The problem our country is facing at the moment is the threat of high inflation. Apart from that it is important to reduce the government deficit as well. Question is whether it is possible to control the fiscal deficit and the inflation at the same time.
Recently, the RBI has consistently been going for contractionary monitory policies by increasing the repo and the reverse repo rates which stands at 7.5% and 6.5% respectively. This policy is intended to draw out money from the economy helping it to cool down. How? That is simple: The rising rates mean the banks have lesser money to lend and thus money is lesser for investments leading to lesser money flow in the economy and thus lowering inflation.
While this is a long term approach to tame inflation the contradiction to this policy is the raising of fuel and LPG prices. Theoretically, this leads to rise in the costs and is expected to eventually raise the prices in the economy fuelling inflation. But the government seems to believe it is not so. Their view is that higher price rise would also help to tame inflation by giving the consumer lesser money to consume. Their theory rests on the assumption that eventually decreasing the consumer expenditure would lead to lowering of aggregate demand and thus bringing down the prices in the market.

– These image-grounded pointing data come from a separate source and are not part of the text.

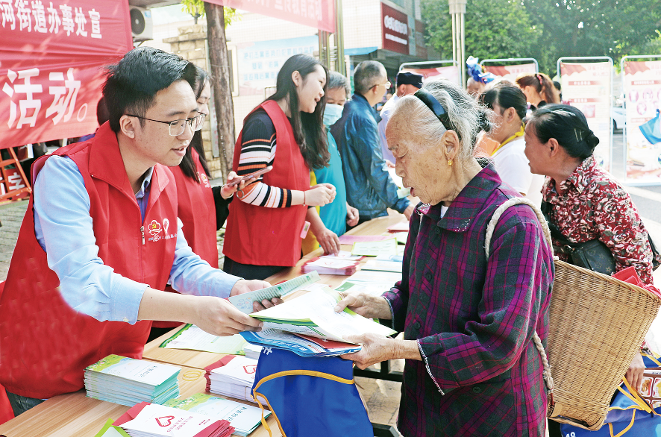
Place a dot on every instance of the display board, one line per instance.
(587, 85)
(510, 69)
(642, 88)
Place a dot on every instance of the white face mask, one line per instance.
(332, 113)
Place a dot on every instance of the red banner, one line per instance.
(51, 65)
(319, 14)
(394, 30)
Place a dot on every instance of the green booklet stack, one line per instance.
(127, 381)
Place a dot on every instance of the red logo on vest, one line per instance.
(155, 229)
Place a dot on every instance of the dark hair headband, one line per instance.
(434, 105)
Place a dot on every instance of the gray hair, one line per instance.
(337, 80)
(366, 74)
(467, 117)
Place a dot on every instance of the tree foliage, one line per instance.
(549, 29)
(494, 28)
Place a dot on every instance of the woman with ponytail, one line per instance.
(285, 132)
(582, 202)
(538, 88)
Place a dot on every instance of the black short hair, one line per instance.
(568, 126)
(133, 82)
(366, 74)
(506, 95)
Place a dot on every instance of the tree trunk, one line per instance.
(220, 83)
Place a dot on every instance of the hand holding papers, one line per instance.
(244, 301)
(313, 315)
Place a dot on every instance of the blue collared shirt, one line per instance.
(63, 227)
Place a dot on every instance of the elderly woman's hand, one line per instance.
(366, 305)
(376, 349)
(635, 373)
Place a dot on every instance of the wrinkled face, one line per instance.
(535, 152)
(153, 140)
(336, 96)
(203, 100)
(311, 90)
(474, 88)
(422, 167)
(498, 132)
(406, 89)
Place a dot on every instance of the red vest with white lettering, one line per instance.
(45, 344)
(197, 212)
(257, 235)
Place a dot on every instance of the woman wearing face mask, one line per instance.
(265, 227)
(338, 214)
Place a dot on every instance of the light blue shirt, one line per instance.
(63, 227)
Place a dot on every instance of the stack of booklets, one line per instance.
(330, 266)
(244, 418)
(232, 376)
(127, 381)
(293, 324)
(151, 420)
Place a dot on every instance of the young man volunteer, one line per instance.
(101, 239)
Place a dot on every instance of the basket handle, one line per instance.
(548, 379)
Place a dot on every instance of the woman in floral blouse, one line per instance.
(586, 203)
(468, 319)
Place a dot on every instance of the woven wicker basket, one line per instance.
(597, 323)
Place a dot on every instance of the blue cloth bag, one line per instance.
(625, 418)
(309, 396)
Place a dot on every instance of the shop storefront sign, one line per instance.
(394, 30)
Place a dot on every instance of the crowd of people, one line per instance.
(128, 246)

But it is almost always seen that when there is a rise in fuel prices it leads to direct impact on the supply side. The cost-push inflation leads the production cost to raise leading to eventual rise in the prices which again will be borne by the consumers. So, ideally the consumers will be affected on both fronts. Firstly, the direct impact due to rising of the gas and fuel. Secondly, indirectly as the producers partially transmits the burden on to them by including the rising prices in the final product. It has to be said that the government has taken adequate steps to protect the producers to some extent by reducing import and excise duties on certain important commodities because of which the government have to sustain heavy revenue losses. If this kind of subsidies are continued to be provided by the government then there is lesser scope of improving the government fiscal deficit.

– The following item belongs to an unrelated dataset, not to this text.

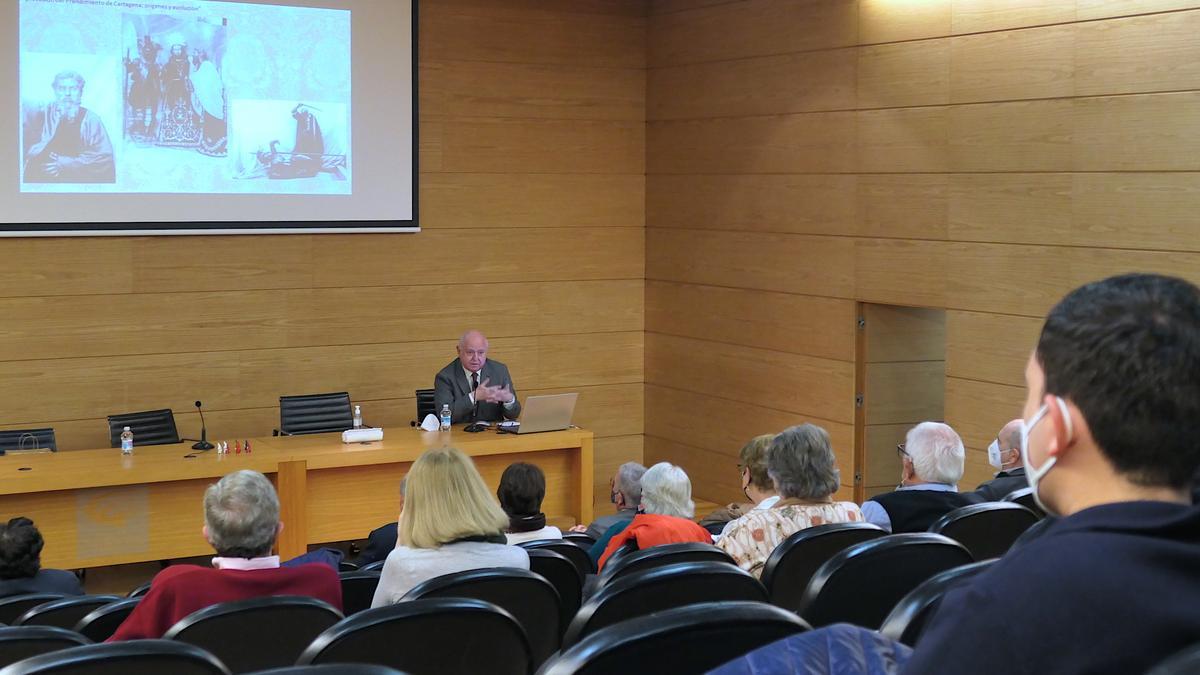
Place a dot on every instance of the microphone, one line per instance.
(204, 432)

One important concept that is required to be discussed right now is the policy lag. Now, whenever the RBI goes for any monetary policy there is a certain lag that thus exists from the day the policy has been announced and the time period when the policy actually starts to take effect on the economy. My argument is that if it was already expected from beforehand that the RBI is going to take contractionary steps then it might have already been incorporated into the prices even before the policy was allowed and thus the lag would cause further problems. On the other hand the unexpected rises in the prices of commodity prices like fuel will cause a direct impact on inflation fuelling it further. Eventually when the policy measures of the RBI would kick into the economy it might be so that inflation might have further increased. Thus, it will only cause the markets to settle back again at either higher than prices existing now or back to current prices, but will not do much to bring the inflation down. This is why the unexpected monetary policies were adopted by Fed chief Ben Bernanke during the period of recovery for the States. Unexpected changes in monetary policy actually have larger impact on inflation at this point in time for the country.

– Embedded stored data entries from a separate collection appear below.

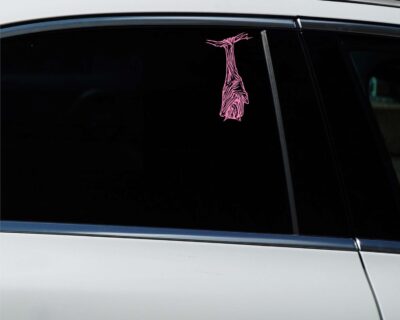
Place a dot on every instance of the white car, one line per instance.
(200, 159)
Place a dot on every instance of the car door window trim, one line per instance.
(137, 20)
(346, 26)
(227, 237)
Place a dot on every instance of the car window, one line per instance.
(359, 82)
(378, 69)
(162, 127)
(320, 201)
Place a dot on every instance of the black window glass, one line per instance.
(369, 178)
(122, 126)
(377, 63)
(319, 197)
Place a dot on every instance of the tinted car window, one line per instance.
(319, 197)
(348, 70)
(123, 126)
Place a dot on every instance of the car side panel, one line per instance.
(384, 272)
(79, 277)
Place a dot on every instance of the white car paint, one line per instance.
(384, 272)
(22, 10)
(77, 277)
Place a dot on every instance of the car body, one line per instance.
(130, 192)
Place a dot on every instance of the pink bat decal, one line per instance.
(234, 95)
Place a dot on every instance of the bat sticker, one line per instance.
(234, 95)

Again if the RBI’s objective is to tame inflation and long time price stability then the government needs to act very carefully. Their elusive want to reduce the fiscal deficit cannot be tamed as the inflation should be the higher priority. It is actually a viscous spiral. If you ask me, I would say fiscal deficit and inflation are actually inversely correlated. Therefore, to have policies to tackle both at the same time would lead to contradictory results. I would back my point of view by this example: If the government wants to reduce the fiscal deficit then they have to either continue with taxes on imports and customs on the commodities. The only way the deficit is going to come down is if the taxes are raised higher and positive revenues are generated. But the problem is by doing so again the prices would eventually be affected as the rise in the taxes will get translated into higher prices in the market for commodities. Another point to back my argument is even if the inflation is being caused due to supply constraints, is it justifiable for the government to burden the producers with further taxation?
Therefore it is not possible for two contradictory policies to coexist simultaneously. The counter argument is in the case of Brazil where at one hand the government development bank is providing huge amount of capital to the sectors and on the other hand raising the rates of lending to tame inflation. But in their case the story is different to certain extent because the private banks there are anyways not willing to take the risk to sponsor long term projects and the government is worried that this will translate into lack of progress of the economy. In our scenario this rule does not apply.
I believe there is a need for further stringent policy adaptation by the RBI to control inflation and thus further rate increases are to come in the near months. If the RBI does not come up with stringent unexpected rises in the repo and reverse repo rates then the inflation is sure to cross double digits within the coming six months.